The storage device(s) 830 can be a combination of volatile and non-volatile memory and can be at the same or different physical locations than the computing devices 812, 815. For example, the storage device(s) 830 can include any type of non-transitory computer readable medium capable of storing information, such as a hard-drive, solid state drive, tape drive, optical storage, memory card, ROM, RAM, DVD, CD-ROM, write-capable, and read-only memories.


The server computing device 815 can include one or more processors 813 and memory 814. The memory 814 can store information accessible by the processor(s) 813, including instructions 821 that can be executed by the processor(s) 813. The memory 814 can also include data 823 that can be retrieved, manipulated or stored by the processor(s) 813. The memory 814 can be a type of non-transitory computer readable medium capable of storing information accessible by the processor(s) 813, such as volatile and non-volatile memory. The processor(s) 813 can include one or more central processing units (CPUs), graphic processing units (GPUs), field-programmable gate arrays (FPGAs), and/or application-specific integrated circuits (ASICs), such as tensor processing units (TPUs).


The instructions 821 can include one or more instructions that when executed by the processor(s) 813, causes the one or more processors to perform actions defined by the instructions. The instructions 821 can be stored in object code format for direct processing by the processor(s) 813, or in other formats including interpretable scripts or collections of independent source code modules that are interpreted on demand or compiled in advance. The instructions 821 can include instructions for implementing the system 801 consistent with aspects of this disclosure. The system 801 can be executed using the processor(s) 813, and/or using other processors remotely located from the server computing device 815.


The data 823 can be retrieved, stored, or modified by the processor(s) 813 in accordance with the instructions 821. The data 823 can be stored in computer registers, in a relational or non-relational database as a table having a plurality of different fields and records, or as JSON, YAML, proto, or XML documents. The data 823 can also be formatted in a computer-readable format such as, but not limited to, binary values, ASCII or Unicode. Moreover, the data 823 can include information sufficient to identify relevant information, such as numbers, descriptive text, proprietary codes, pointers, references to data stored in other memories, including other network locations, or information that is used by a function to calculate relevant data.

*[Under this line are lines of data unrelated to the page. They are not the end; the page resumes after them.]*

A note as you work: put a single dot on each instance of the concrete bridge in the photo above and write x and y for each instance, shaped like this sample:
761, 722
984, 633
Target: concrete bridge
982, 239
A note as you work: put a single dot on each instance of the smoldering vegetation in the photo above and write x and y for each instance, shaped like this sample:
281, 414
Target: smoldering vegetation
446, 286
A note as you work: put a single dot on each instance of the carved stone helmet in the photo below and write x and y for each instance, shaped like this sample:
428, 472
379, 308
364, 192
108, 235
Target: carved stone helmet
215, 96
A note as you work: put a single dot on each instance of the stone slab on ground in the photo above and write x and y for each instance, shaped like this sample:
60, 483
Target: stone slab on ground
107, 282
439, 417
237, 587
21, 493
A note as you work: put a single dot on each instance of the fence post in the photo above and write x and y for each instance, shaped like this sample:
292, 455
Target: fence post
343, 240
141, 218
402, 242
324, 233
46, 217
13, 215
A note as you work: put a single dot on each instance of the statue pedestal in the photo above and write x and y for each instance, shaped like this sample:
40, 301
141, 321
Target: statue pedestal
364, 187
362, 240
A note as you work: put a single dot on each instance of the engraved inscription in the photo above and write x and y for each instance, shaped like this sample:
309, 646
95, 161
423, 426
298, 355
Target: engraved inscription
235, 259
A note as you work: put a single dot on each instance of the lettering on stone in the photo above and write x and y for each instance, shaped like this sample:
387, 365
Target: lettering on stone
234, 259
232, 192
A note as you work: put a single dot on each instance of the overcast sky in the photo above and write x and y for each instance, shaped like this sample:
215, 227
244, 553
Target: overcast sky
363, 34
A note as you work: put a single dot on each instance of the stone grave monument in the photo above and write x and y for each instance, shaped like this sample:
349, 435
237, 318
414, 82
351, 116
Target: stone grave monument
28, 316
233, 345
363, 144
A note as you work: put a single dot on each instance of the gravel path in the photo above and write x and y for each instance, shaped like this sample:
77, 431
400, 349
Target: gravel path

The user computing device 812 can also be configured similarly to the server computing device 815, with one or more processors 816, memory 817, instructions 818, and data 819. The user computing device 812 can also include a user output 826, and a user input 824. The user input 824 can include any appropriate mechanism or technique for receiving input from a user, such as keyboard, mouse, mechanical actuators, soft actuators, touchscreens, microphones, and sensors. The NIC 899 can also include processors and memory as described with reference to the user computing device 812 and the server computing device 815.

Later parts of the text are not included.